В этом смысле «Чужие письма» — вершинная и наиболее принципиальная его работа — были, конечно, настоящей пощечиной торжествующему быдлу: люди без стержня были Авербаху неинтересны. Его герои — фанатики.
Это задано уже в дебютной, достаточно обыкновенной, но очень точной, без единого вкусового провала картине «Степень риска», — и в «Монологе» подтверждено: Авербаху с самого начала интересен нонконформист, и тема его — бунт интеллигента, загнанного на задворки, в нишу тактичного, тихого, обаятельного труса. Это бунт тихий, но тем более язвительный.
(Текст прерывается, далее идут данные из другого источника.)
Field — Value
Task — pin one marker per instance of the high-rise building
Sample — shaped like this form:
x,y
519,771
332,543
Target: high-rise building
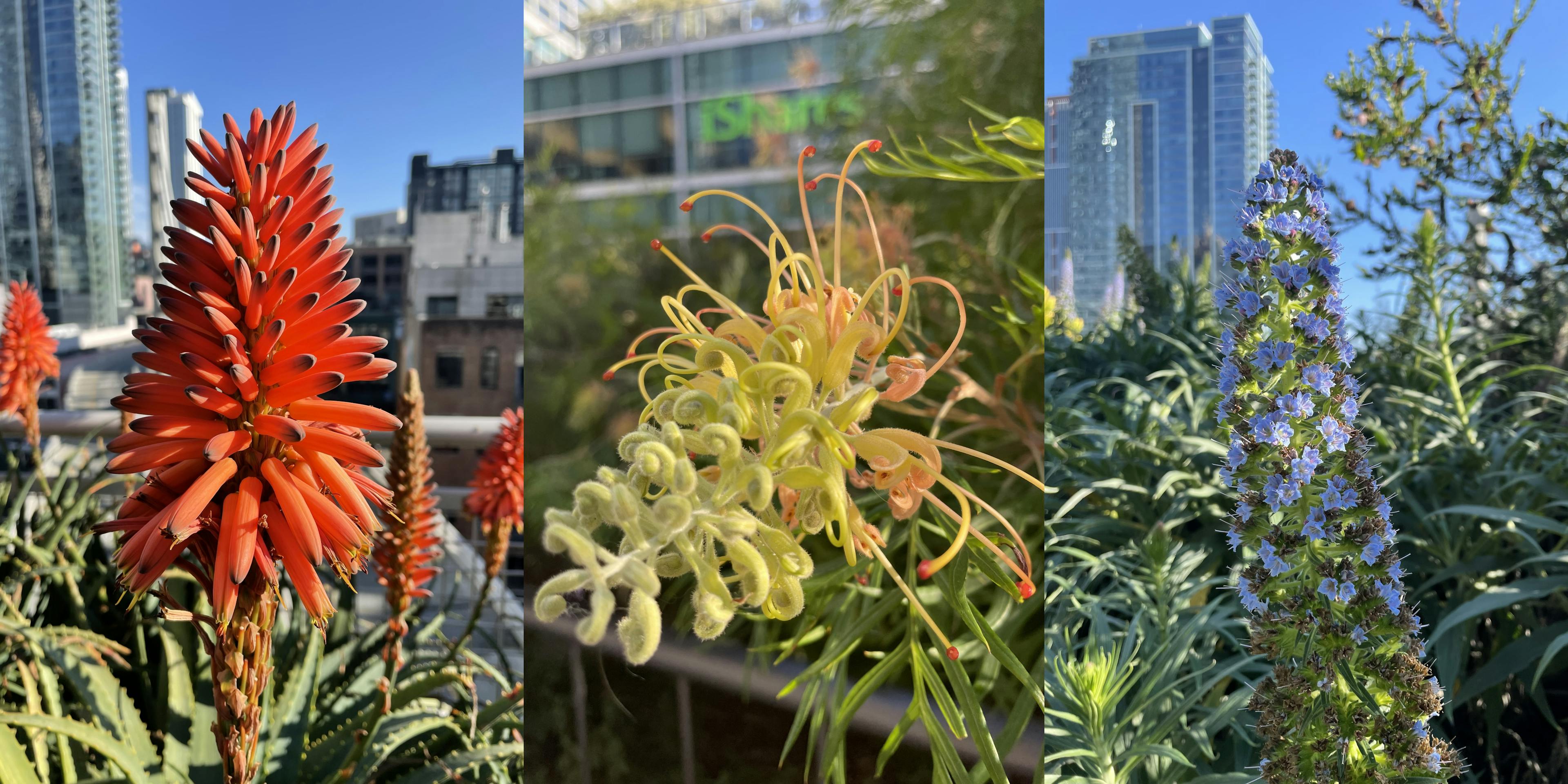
x,y
63,157
549,29
1058,127
491,186
463,294
173,117
1166,127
Главная интонация, бесспорная доминанта авербаховских фильмов, делающая их подлинным знаком эпохи, — острая тоска. ‹...›
Авербах — это минимум условности, строгий реализм, выверенный нарратив; распада как раз нет — какое там, всегда наличествует герой-личность, цементирующий среду и не дающий ей окончательно скурвиться. В нем всегда оправдание времени. Но именно тщетность всех усилий и создает в конечном итоге ощущение полной безвыходности, тоски, переходящей в глухое раздражение, чуть ли не злобу. Отчасти Авербах добивался этого простым приемом, сегодня, однако, встречающимся крайне редко: фабулы его картин всегда размыты, действие погружено в среду, оно ветвится, захватывая в свою орбиту второстепенных, случайных персонажей. Появляются необязательные проходы, проезды, долгие городские пейзажи на средних планах, — скажем, в «Андрее Рублеве» в каждом кадре кого-то или пытают, или казнят; у Авербаха в каждом кадре либо погруженный в тоску старик сидит на лавочке, либо юноша в троллейбусе страдает от несчастной любви, и не поймешь еще, что хуже. Страдание растворено в воздухе, оно подчеркивается безмятежным фоном солнечной улицы или идиллией солнечного Финского залива, но все несчастны, все неблагополучны. Особенно явно это сказывается в финале «Фантазий Фарятьева», когда Мать (лучшая, кажется, роль Зинаиды Шарко) читает глупое, унылое, петрушевское какое-то письмо своей родственницы. На наших глазах герой потерпел катастрофический крах, любимая сбежала к другому, с которым тоже наверняка будет несчастна (такое чувство, что она плавно перебежала в «Осенний марафон» и что счастливого соперника должен бы играть Басилашвили, не менее несчастный). Так вот же вам еще в финале письмо, распространяющее безвыходность на все человечество: нигде не хорошо, ничто не ладится, всюду царит жалкая беспомощность… и дождь над всем этим плачет. Дождь под фортепьянную музыку (чаще всего Каравайчук, любимый композитор Авербаха, городской сумасшедший, виртуоз и отшельник) — вот лейтмотив этого кино; стойкие оловянные солдатики в «Монологе» тоже всегда маршируют на фоне дождливого стекла.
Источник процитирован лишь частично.